Three stop or nonsense codons UAA ( ocher ), UAG ( amber ) and UGA ( opal )
Open reading frame starting at the initiation codon (AUG)
Each codon has 5’ base and a 3’ base e.g. 5’CGU3’
Mutations that modify the genetic code are of 3 types: frameshift (include deletions and insertions), missense (lead to an amino acid replacement) and nonsense (mutation that generates any of the three stop codons leading a a premature truncation of the polypeptide.
The immediate RNA transcript is known as primary transcript and is subject to three modifications prior to moving to the cytoplasm:
A capping enzyme adds a G to the first nucleotide in the transcript in the unusual 5’-5’ direction (phosphate to phosphate bond). Then a methyl thransferase adds methyl groups (-CH 3 ) to the G and one or more of the first few bases of the RNA transcript. Capping and methylation is believed to be critical for efficient translation.
Addition of a poly A tail (100-200 As) at the 3’ end of the primary transcript by a poly-A-polymerase. Tailing is believed to stabilize mRNA so it remains for longer time to be translated to many polypeptide molecules before it is degraded and increase the efficiency of the initial steps of translation.
RNA splicing and removal of introns from the primary transcript followed by a very precise joining of the exons.

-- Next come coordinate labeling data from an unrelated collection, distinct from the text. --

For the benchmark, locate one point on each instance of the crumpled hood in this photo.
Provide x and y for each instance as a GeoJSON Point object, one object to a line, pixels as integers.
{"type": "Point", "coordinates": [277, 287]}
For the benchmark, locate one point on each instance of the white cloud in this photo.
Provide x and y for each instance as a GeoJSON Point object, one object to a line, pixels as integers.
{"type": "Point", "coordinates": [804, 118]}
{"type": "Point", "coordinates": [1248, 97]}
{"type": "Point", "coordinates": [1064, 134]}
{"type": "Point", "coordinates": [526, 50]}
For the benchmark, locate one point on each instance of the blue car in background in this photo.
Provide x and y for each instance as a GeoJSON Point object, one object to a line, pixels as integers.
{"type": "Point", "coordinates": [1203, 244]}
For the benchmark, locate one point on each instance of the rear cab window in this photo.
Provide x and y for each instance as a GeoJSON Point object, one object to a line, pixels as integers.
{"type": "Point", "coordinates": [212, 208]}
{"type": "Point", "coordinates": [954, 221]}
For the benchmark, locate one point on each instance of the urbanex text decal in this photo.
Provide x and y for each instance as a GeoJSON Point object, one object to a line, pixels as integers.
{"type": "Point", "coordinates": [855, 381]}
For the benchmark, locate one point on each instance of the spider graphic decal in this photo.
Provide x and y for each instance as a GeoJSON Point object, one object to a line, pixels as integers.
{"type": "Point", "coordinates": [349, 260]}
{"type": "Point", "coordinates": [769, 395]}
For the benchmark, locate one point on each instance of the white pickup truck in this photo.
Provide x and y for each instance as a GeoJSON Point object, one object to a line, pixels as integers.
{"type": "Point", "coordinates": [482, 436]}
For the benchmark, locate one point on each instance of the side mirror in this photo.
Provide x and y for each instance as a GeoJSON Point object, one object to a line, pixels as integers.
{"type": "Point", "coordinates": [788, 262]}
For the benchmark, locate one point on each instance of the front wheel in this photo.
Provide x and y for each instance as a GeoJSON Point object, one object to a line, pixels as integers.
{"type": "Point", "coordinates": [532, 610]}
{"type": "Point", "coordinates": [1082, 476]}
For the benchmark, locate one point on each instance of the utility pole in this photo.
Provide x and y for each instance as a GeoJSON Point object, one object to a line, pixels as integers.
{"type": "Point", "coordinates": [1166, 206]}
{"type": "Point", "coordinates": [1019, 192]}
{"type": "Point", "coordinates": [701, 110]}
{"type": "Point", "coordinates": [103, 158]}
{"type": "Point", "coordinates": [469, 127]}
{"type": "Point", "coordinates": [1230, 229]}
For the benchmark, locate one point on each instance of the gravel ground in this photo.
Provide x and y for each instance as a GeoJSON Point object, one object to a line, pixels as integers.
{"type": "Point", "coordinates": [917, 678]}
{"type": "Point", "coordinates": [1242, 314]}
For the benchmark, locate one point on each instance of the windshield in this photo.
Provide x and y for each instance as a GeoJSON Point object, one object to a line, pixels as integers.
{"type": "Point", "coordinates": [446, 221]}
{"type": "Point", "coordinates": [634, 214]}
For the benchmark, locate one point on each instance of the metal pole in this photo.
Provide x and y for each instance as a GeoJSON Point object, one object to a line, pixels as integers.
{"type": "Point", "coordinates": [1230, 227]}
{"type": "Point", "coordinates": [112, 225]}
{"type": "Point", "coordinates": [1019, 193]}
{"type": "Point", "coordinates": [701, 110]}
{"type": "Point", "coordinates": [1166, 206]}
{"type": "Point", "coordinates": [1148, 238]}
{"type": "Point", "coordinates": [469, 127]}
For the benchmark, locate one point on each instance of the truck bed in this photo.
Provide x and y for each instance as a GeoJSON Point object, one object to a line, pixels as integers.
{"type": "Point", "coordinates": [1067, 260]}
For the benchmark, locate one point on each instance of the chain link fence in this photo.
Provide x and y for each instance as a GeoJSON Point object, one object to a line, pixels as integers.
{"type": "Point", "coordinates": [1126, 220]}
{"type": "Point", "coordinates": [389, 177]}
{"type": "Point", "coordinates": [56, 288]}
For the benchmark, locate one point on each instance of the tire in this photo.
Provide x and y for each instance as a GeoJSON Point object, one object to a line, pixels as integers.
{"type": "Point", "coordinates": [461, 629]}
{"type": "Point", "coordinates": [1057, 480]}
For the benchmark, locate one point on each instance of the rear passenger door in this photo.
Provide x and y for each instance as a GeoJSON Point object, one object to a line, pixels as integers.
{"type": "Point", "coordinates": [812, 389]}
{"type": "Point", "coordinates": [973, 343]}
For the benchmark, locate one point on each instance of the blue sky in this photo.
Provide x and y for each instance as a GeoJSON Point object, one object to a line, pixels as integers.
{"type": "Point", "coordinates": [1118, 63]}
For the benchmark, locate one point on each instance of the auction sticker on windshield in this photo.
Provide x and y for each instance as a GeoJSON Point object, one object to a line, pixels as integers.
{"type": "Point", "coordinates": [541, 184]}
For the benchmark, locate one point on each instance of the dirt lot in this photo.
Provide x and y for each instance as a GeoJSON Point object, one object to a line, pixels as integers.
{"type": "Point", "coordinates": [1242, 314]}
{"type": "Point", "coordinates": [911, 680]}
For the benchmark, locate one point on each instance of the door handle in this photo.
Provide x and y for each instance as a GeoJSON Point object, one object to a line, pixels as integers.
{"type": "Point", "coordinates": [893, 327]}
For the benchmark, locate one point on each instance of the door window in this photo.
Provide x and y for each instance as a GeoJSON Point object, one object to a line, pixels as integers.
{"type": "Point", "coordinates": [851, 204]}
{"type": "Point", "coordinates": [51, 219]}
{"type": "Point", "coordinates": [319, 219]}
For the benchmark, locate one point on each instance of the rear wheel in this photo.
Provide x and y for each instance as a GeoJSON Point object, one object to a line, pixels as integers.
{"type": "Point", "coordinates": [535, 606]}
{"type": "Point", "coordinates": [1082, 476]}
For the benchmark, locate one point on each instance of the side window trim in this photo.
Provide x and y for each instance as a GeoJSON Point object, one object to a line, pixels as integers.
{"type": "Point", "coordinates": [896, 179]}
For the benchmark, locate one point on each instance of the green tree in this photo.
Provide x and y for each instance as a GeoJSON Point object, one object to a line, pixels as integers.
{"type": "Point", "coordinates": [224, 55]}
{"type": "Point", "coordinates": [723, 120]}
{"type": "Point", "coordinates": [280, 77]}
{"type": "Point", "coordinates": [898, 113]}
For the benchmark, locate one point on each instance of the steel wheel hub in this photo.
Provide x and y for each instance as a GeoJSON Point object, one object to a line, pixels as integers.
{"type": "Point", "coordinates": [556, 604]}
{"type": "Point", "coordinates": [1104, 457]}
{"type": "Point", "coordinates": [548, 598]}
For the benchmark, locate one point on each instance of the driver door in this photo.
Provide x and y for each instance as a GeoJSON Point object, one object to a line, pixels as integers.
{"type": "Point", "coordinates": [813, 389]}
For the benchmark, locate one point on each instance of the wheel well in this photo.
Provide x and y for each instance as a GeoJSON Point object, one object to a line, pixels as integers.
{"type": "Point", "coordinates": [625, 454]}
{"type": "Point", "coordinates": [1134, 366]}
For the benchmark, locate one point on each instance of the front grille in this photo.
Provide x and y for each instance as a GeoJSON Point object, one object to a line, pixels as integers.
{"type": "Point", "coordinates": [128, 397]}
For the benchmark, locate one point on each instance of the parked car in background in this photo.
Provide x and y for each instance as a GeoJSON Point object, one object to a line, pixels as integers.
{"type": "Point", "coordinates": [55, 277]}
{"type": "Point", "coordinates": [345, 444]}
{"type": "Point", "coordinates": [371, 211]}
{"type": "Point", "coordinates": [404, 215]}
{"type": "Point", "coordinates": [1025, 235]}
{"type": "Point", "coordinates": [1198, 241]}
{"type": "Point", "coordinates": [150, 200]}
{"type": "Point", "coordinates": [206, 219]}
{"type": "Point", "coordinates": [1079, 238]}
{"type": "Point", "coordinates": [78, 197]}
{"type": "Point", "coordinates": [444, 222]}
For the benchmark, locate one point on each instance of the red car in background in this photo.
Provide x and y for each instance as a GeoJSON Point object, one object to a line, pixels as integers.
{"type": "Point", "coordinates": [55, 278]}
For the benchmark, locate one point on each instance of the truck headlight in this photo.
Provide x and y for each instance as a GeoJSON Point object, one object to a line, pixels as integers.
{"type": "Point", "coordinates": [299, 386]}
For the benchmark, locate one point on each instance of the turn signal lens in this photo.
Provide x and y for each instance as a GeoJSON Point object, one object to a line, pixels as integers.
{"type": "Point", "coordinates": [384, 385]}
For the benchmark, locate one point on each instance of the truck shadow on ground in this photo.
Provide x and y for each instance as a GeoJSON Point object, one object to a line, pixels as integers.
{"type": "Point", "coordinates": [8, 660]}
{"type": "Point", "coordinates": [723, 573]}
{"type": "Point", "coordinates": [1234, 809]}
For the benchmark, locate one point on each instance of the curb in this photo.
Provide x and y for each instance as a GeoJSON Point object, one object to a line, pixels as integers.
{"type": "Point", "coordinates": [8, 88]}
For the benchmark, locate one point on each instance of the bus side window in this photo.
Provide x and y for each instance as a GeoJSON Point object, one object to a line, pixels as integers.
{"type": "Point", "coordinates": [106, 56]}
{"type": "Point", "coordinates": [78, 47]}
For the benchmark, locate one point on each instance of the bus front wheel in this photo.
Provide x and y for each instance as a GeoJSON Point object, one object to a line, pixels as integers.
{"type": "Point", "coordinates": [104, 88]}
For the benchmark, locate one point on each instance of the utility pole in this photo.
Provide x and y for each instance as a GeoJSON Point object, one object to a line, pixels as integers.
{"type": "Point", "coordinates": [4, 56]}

Within each intron three sequences are present: splice donors (at the 5’ end of the intron), splice acceptors (at the 3’ end of the intron) and the branch sites (sandwiched between the splice donors and acceptors).
Splicesome is needed to identify and catalyze the sequence of events leading to removal of the intron and rejoining of the two successive exons. The splicesome consists of snRNP (snRNA 100-300 nucleotides long + proteins). Each splicesome is composed of four snRNPs together and each snRNP is five snRNA plus about 50 proteins. Some snRNAs base pair with the splice donor and acceptor in the primary transcript and this way can bring them together.
Alternative splicing (as in the gene encoding the antibody heavy chain) and trans-splicing (as in C. elegans ) are means of controlling gene expression in eukaryotes.